初瀬 孤独が続きますね、毎日こつこつと、ひたすら司法試験に向けて……。辛い時期でしたね。旧司法試験(平成23年で終了)は何回受けられたのですか?
大胡田 旧司法試験は4回です。26歳のときに、このままではいけない。目先を変えないと合格できないだろうと思って、慶應大学のロースクール(法科大学院)を受験しました。ロースクールの勉強量がとんでもなく多くて大変でした。1時間の授業のために100ページくらい予習をするのですが、それで1教科ですからね。かなりの量ですよ。それをスキャナーで読めるようにして授業の前に全て読んでいきました。
当時は毎日午前4時に寝るような生活で、それでは授業中に眠くなってしまって悪循環でした(笑)。
初瀬 寝るのが4時では辛いですね、かといって予習をしなければ追いつけませんし、大変な時期を乗り越えていらっしゃるのですね。ところで司法試験は何歳のときに合格されたのですか?

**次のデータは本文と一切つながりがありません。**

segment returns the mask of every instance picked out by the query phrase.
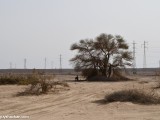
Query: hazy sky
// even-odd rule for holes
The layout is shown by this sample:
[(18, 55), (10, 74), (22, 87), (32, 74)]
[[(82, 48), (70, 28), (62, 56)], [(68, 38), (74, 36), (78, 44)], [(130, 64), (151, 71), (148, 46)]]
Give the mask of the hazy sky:
[(160, 0), (0, 0), (0, 69), (71, 68), (71, 44), (101, 33), (119, 34), (143, 67), (144, 41), (147, 67), (160, 60)]

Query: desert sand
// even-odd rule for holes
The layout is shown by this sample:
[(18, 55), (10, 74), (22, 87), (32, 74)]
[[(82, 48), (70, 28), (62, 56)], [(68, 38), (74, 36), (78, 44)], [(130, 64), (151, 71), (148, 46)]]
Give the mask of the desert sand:
[(72, 75), (56, 76), (70, 87), (39, 96), (16, 96), (27, 86), (1, 85), (0, 115), (29, 116), (30, 120), (160, 120), (160, 105), (102, 104), (106, 94), (132, 88), (150, 90), (157, 82), (155, 76), (132, 78), (126, 82), (75, 82)]

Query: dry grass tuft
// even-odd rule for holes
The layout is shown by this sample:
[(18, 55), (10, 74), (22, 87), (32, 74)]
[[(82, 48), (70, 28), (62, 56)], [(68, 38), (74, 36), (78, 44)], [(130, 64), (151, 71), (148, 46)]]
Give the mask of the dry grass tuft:
[(105, 96), (105, 102), (133, 102), (138, 104), (160, 104), (160, 97), (155, 92), (144, 90), (121, 90)]

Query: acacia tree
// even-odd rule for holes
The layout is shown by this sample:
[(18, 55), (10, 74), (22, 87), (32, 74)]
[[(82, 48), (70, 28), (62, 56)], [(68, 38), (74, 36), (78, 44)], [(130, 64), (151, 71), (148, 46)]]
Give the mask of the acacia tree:
[(86, 77), (110, 77), (114, 68), (131, 65), (132, 55), (128, 49), (129, 46), (120, 35), (101, 34), (94, 40), (85, 39), (73, 44), (71, 50), (78, 50), (78, 53), (71, 62)]

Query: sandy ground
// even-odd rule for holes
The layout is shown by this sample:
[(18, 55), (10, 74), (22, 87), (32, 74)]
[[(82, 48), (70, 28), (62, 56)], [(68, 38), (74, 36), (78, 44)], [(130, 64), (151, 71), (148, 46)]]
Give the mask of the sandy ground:
[(156, 86), (154, 76), (136, 76), (135, 81), (128, 82), (74, 82), (74, 76), (69, 75), (57, 79), (67, 80), (70, 87), (58, 93), (17, 97), (15, 94), (26, 86), (0, 86), (0, 116), (29, 116), (30, 120), (160, 120), (160, 105), (100, 102), (107, 93), (122, 89), (149, 90)]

大胡田 29歳で合格しました。新しい司法試験はとにかく量が多いんです。4日間の試験で、時間延長されて36時間30分の試験時間でした。4日間通して朝から晩まで試験をしている感覚です。量が多くて点字では読めない量です。とてもじゃないが、これではできないと思って法務省に交渉して、パソコンでの受験を認めてもらいました。

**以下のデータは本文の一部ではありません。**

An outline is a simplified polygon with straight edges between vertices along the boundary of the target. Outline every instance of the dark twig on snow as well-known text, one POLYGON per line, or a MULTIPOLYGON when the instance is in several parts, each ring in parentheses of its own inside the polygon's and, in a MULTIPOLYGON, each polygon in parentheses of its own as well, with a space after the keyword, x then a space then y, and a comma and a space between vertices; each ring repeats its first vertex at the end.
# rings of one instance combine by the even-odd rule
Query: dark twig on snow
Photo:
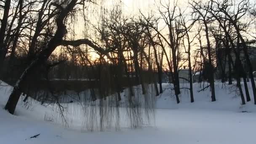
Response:
POLYGON ((32 138, 36 138, 37 136, 38 136, 39 135, 40 135, 40 133, 39 134, 37 134, 36 135, 35 135, 33 136, 31 136, 30 137, 30 139, 32 139, 32 138))
POLYGON ((206 89, 206 88, 208 88, 209 87, 210 87, 210 85, 207 85, 207 86, 206 86, 206 87, 205 87, 204 88, 203 88, 202 89, 201 89, 201 90, 200 90, 198 91, 197 91, 197 92, 200 92, 201 91, 204 91, 204 90, 205 90, 205 89, 206 89))

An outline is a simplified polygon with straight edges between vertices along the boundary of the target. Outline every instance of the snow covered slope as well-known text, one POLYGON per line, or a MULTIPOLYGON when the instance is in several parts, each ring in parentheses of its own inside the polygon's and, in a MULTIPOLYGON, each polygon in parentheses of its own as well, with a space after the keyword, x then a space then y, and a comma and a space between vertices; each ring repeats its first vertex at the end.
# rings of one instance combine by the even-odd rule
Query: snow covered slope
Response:
MULTIPOLYGON (((10 115, 3 107, 11 88, 2 85, 0 144, 255 144, 256 107, 253 102, 241 106, 233 90, 220 86, 217 101, 213 103, 208 90, 198 93, 196 85, 193 104, 189 102, 188 91, 182 91, 181 103, 177 104, 170 89, 165 91, 157 101, 157 107, 165 109, 157 110, 155 127, 103 132, 81 132, 44 121, 45 112, 52 109, 35 101, 26 106, 20 101, 16 115, 10 115)), ((164 88, 169 86, 166 84, 164 88)))

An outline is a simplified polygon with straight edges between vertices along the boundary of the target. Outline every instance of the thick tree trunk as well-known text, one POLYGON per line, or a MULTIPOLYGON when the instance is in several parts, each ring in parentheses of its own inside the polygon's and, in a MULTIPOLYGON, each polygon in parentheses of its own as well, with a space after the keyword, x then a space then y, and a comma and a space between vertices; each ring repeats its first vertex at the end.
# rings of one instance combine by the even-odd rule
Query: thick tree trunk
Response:
POLYGON ((63 24, 63 21, 69 12, 73 9, 77 1, 77 0, 72 0, 65 9, 61 10, 56 19, 57 29, 55 35, 45 46, 45 48, 43 49, 39 55, 30 61, 30 64, 27 65, 16 83, 5 107, 10 113, 13 114, 14 113, 21 93, 20 88, 23 87, 22 86, 24 84, 23 83, 25 81, 27 77, 35 69, 46 61, 56 48, 61 44, 62 38, 65 35, 64 32, 66 31, 66 27, 63 24))

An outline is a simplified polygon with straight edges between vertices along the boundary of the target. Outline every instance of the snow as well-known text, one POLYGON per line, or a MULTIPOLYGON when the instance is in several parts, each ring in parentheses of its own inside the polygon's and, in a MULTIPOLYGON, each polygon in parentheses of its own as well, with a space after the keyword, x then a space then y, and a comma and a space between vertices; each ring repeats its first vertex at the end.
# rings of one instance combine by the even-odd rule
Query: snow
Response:
POLYGON ((9 114, 3 107, 12 88, 3 83, 0 85, 0 144, 256 142, 256 106, 253 101, 242 106, 234 85, 225 85, 222 88, 222 84, 216 83, 217 101, 212 102, 209 89, 198 93, 201 88, 194 83, 195 102, 189 102, 189 91, 183 89, 180 95, 181 103, 177 104, 171 94, 173 92, 169 88, 171 85, 164 84, 163 93, 157 99, 155 125, 135 130, 124 128, 118 131, 81 132, 81 129, 64 128, 45 121, 45 112, 53 110, 32 100, 25 105, 20 101, 15 115, 9 114), (30 138, 38 134, 40 135, 37 138, 30 138))

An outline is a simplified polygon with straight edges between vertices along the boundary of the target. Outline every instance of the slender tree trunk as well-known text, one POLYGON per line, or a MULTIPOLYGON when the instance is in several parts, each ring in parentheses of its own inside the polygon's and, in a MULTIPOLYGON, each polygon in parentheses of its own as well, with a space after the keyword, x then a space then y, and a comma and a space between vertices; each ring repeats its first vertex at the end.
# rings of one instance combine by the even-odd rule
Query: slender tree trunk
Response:
POLYGON ((209 59, 209 63, 210 64, 210 71, 212 72, 212 75, 209 75, 209 81, 210 82, 210 85, 211 89, 211 101, 216 101, 216 98, 215 97, 215 88, 214 87, 214 69, 212 65, 212 60, 211 59, 211 45, 210 44, 210 40, 209 39, 209 34, 208 33, 208 26, 207 26, 207 23, 206 21, 204 21, 204 24, 205 27, 205 34, 206 40, 207 41, 207 49, 208 51, 208 59, 209 59))
POLYGON ((4 45, 4 39, 5 35, 5 30, 7 27, 7 21, 11 1, 11 0, 6 0, 5 1, 3 19, 1 21, 1 28, 0 28, 0 75, 2 73, 2 69, 1 69, 3 68, 3 61, 7 52, 6 48, 4 45))
POLYGON ((243 50, 244 52, 245 56, 245 60, 246 61, 246 64, 248 66, 248 68, 249 69, 249 76, 251 79, 251 86, 253 89, 253 98, 254 99, 254 104, 256 104, 256 85, 255 85, 255 82, 254 81, 254 78, 253 77, 253 67, 251 65, 251 60, 250 60, 249 54, 248 52, 248 48, 246 45, 246 44, 243 38, 243 37, 241 35, 241 34, 240 32, 240 29, 239 27, 235 23, 234 21, 232 21, 233 24, 234 25, 234 27, 236 29, 236 31, 237 32, 237 34, 238 37, 241 40, 242 42, 242 46, 243 46, 243 50))

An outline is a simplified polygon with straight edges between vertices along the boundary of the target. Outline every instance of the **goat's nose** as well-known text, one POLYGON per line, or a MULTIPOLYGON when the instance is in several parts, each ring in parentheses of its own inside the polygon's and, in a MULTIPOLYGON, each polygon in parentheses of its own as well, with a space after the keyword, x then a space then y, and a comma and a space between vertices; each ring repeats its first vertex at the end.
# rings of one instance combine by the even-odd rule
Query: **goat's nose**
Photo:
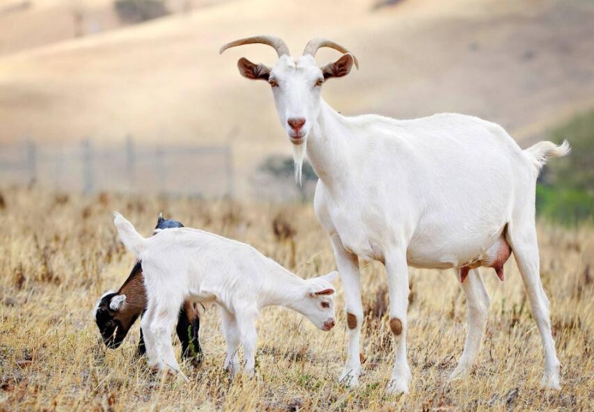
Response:
POLYGON ((303 118, 292 118, 287 120, 287 122, 293 131, 299 132, 303 127, 303 125, 305 125, 305 119, 303 118))

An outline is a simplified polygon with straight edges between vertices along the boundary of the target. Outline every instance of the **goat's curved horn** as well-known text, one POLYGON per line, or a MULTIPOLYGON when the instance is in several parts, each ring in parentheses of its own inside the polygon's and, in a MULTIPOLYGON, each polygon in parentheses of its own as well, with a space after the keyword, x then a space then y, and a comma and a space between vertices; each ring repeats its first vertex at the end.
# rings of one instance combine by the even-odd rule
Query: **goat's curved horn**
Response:
POLYGON ((268 45, 276 51, 276 54, 279 55, 279 57, 281 57, 283 54, 290 56, 289 48, 287 47, 286 43, 283 41, 283 39, 274 37, 274 35, 255 35, 253 37, 240 39, 238 40, 231 42, 230 43, 227 43, 221 47, 221 49, 219 50, 219 54, 222 54, 223 52, 230 47, 241 46, 242 45, 251 45, 253 43, 268 45))
POLYGON ((341 53, 348 53, 349 54, 352 56, 352 60, 354 63, 354 67, 359 69, 359 61, 357 59, 357 57, 354 56, 354 54, 347 50, 345 48, 343 47, 341 45, 335 43, 331 40, 325 39, 323 38, 318 38, 309 40, 309 42, 305 46, 305 49, 303 51, 303 54, 304 56, 305 56, 306 54, 311 54, 311 56, 315 57, 315 52, 318 52, 318 49, 321 49, 322 47, 329 47, 330 49, 338 50, 341 53))

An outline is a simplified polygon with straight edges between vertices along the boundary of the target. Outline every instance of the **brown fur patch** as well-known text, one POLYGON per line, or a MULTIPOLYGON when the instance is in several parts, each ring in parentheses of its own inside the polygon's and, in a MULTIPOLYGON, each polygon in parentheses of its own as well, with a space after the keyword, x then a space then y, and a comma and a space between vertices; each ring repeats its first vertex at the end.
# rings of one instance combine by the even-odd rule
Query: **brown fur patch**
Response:
POLYGON ((354 329, 357 327, 357 317, 348 312, 347 312, 347 326, 349 329, 354 329))
POLYGON ((398 317, 393 317, 390 319, 390 329, 396 336, 399 336, 402 333, 402 322, 398 317))
POLYGON ((198 307, 198 304, 199 303, 196 303, 189 301, 184 302, 184 312, 185 312, 186 316, 190 322, 195 319, 200 319, 200 310, 198 307))

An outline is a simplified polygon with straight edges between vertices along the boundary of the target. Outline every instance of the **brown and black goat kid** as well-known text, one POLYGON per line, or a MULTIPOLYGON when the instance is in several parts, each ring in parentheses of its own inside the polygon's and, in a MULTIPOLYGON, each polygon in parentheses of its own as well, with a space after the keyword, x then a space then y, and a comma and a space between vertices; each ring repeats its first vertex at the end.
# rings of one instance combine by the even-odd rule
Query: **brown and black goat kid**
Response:
MULTIPOLYGON (((155 230, 182 228, 180 222, 164 219, 159 214, 155 230)), ((142 274, 142 264, 137 262, 130 276, 117 292, 110 290, 102 296, 95 308, 95 322, 103 342, 109 349, 118 347, 132 326, 146 309, 146 290, 142 274)), ((200 306, 194 302, 184 302, 180 308, 176 332, 182 343, 182 358, 200 362, 202 349, 198 340, 200 306)), ((142 328, 136 354, 144 355, 146 348, 142 328)))

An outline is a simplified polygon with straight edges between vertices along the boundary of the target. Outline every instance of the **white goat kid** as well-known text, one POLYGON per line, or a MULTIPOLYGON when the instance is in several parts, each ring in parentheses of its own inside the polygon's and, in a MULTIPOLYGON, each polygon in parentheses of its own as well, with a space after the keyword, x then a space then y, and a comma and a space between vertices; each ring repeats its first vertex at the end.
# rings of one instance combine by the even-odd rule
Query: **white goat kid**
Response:
POLYGON ((253 374, 260 310, 286 306, 329 331, 335 324, 334 287, 338 275, 304 280, 253 247, 189 228, 161 230, 142 237, 115 213, 114 223, 126 248, 142 262, 148 295, 141 327, 150 366, 180 374, 171 346, 171 331, 185 301, 214 302, 220 309, 227 342, 224 367, 235 373, 240 344, 244 372, 253 374))
POLYGON ((559 362, 540 279, 535 187, 546 158, 568 154, 569 145, 540 142, 522 150, 499 125, 461 114, 410 120, 343 116, 322 99, 321 86, 347 74, 353 64, 358 67, 344 47, 315 39, 294 59, 282 40, 258 36, 228 43, 221 52, 250 43, 273 47, 279 60, 269 68, 242 58, 240 72, 270 84, 281 124, 293 145, 296 168, 306 151, 320 177, 314 207, 331 239, 350 328, 340 379, 357 386, 361 373, 359 258, 380 260, 386 267, 390 326, 396 343, 388 391, 406 393, 411 379, 406 357, 408 266, 459 269, 469 331, 451 375, 458 378, 469 373, 476 357, 490 303, 475 268, 492 266, 503 278, 510 247, 542 339, 542 383, 558 388, 559 362), (314 56, 322 47, 345 54, 318 67, 314 56), (498 256, 502 258, 495 259, 498 256))

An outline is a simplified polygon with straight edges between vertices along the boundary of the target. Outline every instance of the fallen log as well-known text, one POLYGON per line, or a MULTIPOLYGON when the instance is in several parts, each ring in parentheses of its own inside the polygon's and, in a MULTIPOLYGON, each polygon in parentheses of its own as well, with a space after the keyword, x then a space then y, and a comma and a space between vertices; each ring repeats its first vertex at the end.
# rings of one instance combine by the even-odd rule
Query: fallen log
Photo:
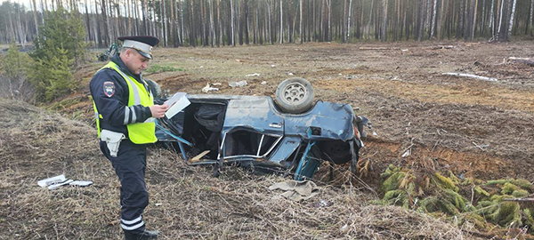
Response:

初瀬 それが前例になって今に続いているのですね。僕もパソコン受験ができるという情報を持っていたら、ロースクールに通っていたかもしれません。大胡田さんが合格したときは、僕があん摩、マッサージ師になりなさいと言われていた頃ですから、時期から見て誰かしら情報を持っていたはずなのに誰も教えてくれませんでした。残念です。
竹下義樹さんと会って弁護士への思い固める
初瀬 学生時代に竹下義樹先生にお会いしたとお聞きしたのですが。
大胡田 筑波大学付属盲学校の先生に竹下先生を紹介してもらいました。先生にお会いしたときの印象は、「人を活用して仕事をしている」ということです。見える人と上手く連携して仕事を進めれば、僕にも弁護士が務まると思いました。中学生のときに本を読んで、僕も弁護士になりたいと思っていたのですが、直接お会いして確信に近いものを感じました。思いを固めるには、直接仕事を見るしかないと思ったのです。
初瀬 目が悪くても自分にできないことを人にしてもらえばいいわけですから、稼げればできるということですよね。竹下先生にお会いしたことで確信に近い思いを持ったということですね、だからこそ27歳まで頑張れたんでしょうね。

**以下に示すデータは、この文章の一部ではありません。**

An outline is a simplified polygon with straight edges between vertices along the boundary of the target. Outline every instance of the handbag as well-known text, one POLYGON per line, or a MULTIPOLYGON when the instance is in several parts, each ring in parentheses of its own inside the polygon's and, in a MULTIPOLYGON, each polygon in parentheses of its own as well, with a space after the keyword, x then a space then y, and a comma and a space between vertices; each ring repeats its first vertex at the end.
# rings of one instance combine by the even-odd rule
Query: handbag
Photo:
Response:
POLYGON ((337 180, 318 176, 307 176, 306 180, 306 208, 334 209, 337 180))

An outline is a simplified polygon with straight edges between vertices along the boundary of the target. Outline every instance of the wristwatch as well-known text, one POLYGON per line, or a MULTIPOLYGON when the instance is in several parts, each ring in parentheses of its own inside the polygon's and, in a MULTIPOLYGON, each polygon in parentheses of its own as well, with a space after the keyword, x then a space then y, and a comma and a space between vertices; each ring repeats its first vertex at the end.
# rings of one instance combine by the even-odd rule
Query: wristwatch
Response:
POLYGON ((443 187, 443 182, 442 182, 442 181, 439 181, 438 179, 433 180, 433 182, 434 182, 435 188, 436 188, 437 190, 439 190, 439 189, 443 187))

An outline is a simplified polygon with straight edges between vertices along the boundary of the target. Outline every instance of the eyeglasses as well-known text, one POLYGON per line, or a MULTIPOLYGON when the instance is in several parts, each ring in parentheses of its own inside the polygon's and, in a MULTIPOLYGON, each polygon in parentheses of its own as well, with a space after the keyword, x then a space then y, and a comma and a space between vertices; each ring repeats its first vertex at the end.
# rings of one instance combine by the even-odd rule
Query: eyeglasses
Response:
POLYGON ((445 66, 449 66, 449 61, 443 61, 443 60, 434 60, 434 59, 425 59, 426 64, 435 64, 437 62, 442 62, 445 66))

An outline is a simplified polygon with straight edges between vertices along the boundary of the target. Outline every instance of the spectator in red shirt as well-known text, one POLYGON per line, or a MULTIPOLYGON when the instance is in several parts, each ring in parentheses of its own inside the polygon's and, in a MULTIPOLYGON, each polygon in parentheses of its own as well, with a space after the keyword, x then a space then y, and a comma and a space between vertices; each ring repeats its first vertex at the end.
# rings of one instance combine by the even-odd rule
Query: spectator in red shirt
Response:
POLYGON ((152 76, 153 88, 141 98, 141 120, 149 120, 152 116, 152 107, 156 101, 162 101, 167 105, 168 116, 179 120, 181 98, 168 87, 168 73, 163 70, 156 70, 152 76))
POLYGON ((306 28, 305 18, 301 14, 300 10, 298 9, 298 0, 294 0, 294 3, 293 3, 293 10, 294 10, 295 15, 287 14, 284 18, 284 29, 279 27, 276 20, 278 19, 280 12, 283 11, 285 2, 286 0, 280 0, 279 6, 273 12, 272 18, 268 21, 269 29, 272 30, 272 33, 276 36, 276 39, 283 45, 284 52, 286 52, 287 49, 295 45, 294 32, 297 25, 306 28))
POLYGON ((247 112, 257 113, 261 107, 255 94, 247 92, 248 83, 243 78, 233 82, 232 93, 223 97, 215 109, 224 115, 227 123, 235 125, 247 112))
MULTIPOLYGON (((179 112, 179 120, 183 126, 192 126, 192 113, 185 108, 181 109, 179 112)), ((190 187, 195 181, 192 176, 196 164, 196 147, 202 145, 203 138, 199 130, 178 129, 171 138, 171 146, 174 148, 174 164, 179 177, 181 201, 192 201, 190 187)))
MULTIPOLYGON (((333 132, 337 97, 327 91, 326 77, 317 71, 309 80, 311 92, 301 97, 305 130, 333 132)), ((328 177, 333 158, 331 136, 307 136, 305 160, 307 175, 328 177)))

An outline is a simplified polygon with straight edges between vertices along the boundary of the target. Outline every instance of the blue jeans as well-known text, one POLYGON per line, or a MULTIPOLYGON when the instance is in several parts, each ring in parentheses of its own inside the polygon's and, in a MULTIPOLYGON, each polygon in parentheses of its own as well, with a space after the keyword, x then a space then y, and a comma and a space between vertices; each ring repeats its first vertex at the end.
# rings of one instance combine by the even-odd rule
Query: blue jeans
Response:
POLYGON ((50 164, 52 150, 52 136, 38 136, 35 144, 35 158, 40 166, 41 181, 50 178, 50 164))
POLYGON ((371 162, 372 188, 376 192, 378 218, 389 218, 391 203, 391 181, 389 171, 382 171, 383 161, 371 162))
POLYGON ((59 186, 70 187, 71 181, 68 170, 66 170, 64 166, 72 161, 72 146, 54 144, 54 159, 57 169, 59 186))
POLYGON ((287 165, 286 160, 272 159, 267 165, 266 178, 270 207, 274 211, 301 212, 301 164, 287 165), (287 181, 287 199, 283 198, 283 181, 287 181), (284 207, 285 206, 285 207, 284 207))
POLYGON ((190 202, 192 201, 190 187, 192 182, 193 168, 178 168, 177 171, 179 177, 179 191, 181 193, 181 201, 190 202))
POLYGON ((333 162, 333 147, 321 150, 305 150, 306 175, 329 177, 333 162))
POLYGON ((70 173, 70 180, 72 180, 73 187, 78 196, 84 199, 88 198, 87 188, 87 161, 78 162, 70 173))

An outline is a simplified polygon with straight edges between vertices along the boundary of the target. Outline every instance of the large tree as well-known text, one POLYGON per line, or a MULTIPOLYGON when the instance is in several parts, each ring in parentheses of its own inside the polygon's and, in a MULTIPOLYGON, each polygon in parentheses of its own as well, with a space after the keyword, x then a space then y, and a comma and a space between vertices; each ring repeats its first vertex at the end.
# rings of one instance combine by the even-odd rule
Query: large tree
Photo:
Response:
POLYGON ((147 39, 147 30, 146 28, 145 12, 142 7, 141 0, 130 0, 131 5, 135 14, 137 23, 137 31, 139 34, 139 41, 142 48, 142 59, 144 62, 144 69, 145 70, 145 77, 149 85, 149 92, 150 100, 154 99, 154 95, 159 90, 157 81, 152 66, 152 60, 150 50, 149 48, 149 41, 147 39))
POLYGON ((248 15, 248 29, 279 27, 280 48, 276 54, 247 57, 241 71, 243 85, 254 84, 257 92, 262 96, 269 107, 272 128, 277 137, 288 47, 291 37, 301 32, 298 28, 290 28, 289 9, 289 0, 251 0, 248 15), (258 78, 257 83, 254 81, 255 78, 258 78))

大胡田 確かにそうかもしれません。ですが、弁護士資格を持っていても視覚障害者の就職は難しいですよ、一般の会社の就職と同じようにいろいろな事務所に履歴書を送って面接を受けるのですが、箸にも棒にも引っかからなくて……。
やっと渋谷シビック法律事務所が「依頼者のメリットにもなるだろうし、事務所のみんなが多様性を理解するうえでも良いことだ」ということで、5年ほどお世話になりました。
その後、竹下先生が東京で事務所を開設されたのでお世話になることになりました。そもそも僕は中学生の時に『ぶつかってぶつかって』を読んで、竹下先生に憧れて弁護士になっていますから、どうしても先生のもとで働きたいと言ってお世話になりました。